Why don't you try it before saying that?
I set this up a good 25min ago, let's see what happens. It's polymaker polyterra PLA, 3 walls, 15% gyroid infill and some fuzzy skin with default parameters from orca slicer.
So far all I have is very slight color leeching out, but nothing has dissolved so far. I'll let it run for a few days and keep you updated.
This is Prusament PLA dissolving in acetone in seconds:
I'll come back to it in 30 minutes and it'll be a messy soggy half-dissolved thing. And it'll be fully gone within the hour.

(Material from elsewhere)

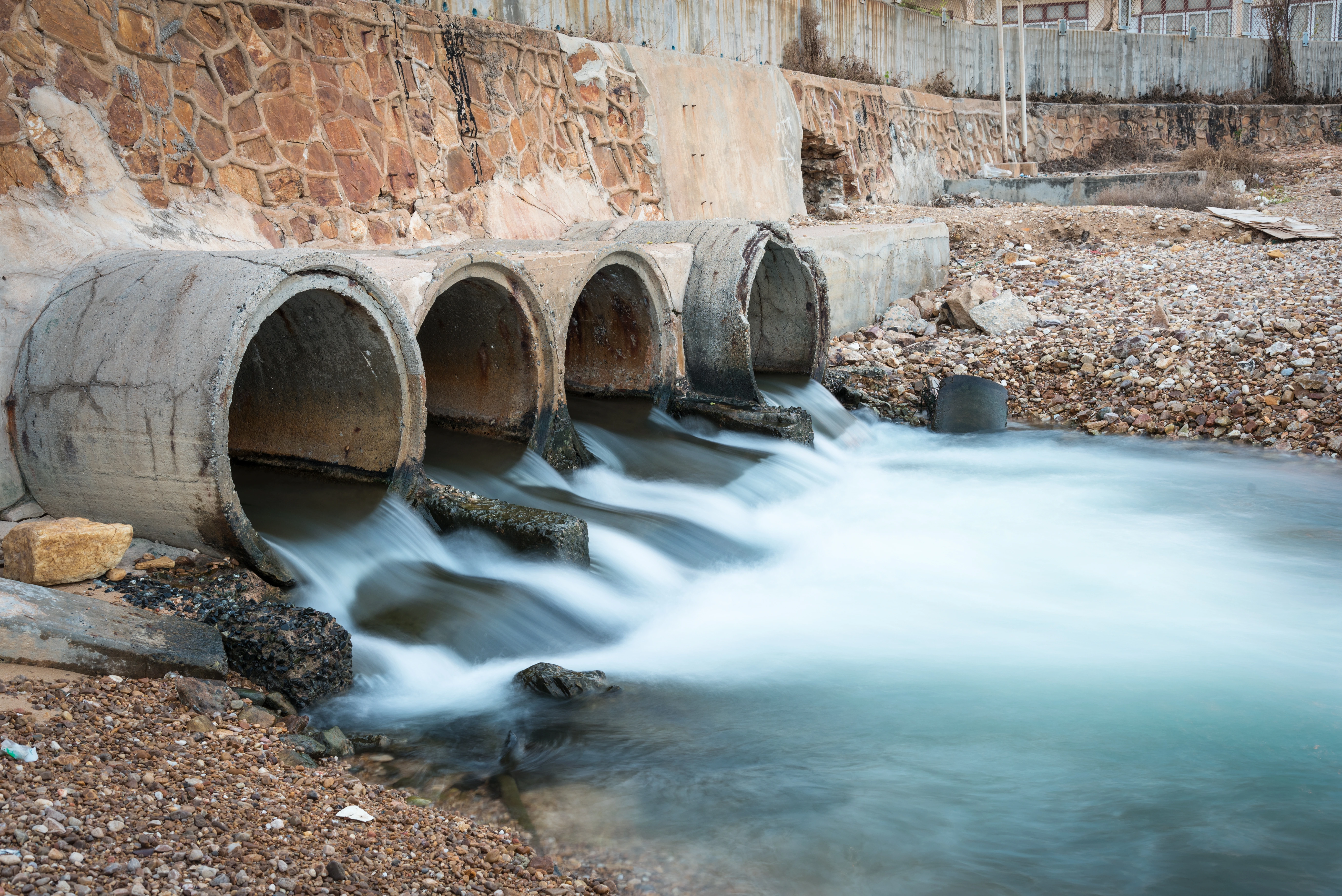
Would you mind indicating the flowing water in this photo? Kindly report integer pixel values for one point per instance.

Interesting if that happens, but that seems to be caused by additives used by prusa in their filaments then, because from a chemical standpoint the crystalline structure of PLA is simply not dissolvable by acetone. It can cause swelling and delamination of layers, but not actually dissolve it (without additives that mess with the polymer chains)
Melty melty...
I'll drop Ultrafuse PLA PRO1 in the jar when this one is gone. It does the same thing
I'm not actually seeing it dissolving at all though. It's softening, sure, but it's not dissolving like ABS does.
Sorry I was busy at work and I left it there.
It's all gone. It just left a bunch of chunks behind - more than usual:
The acetone is black, and when it dries off, it leaves white plasticky powder on my hand.
Man, you really like to double down on wrong.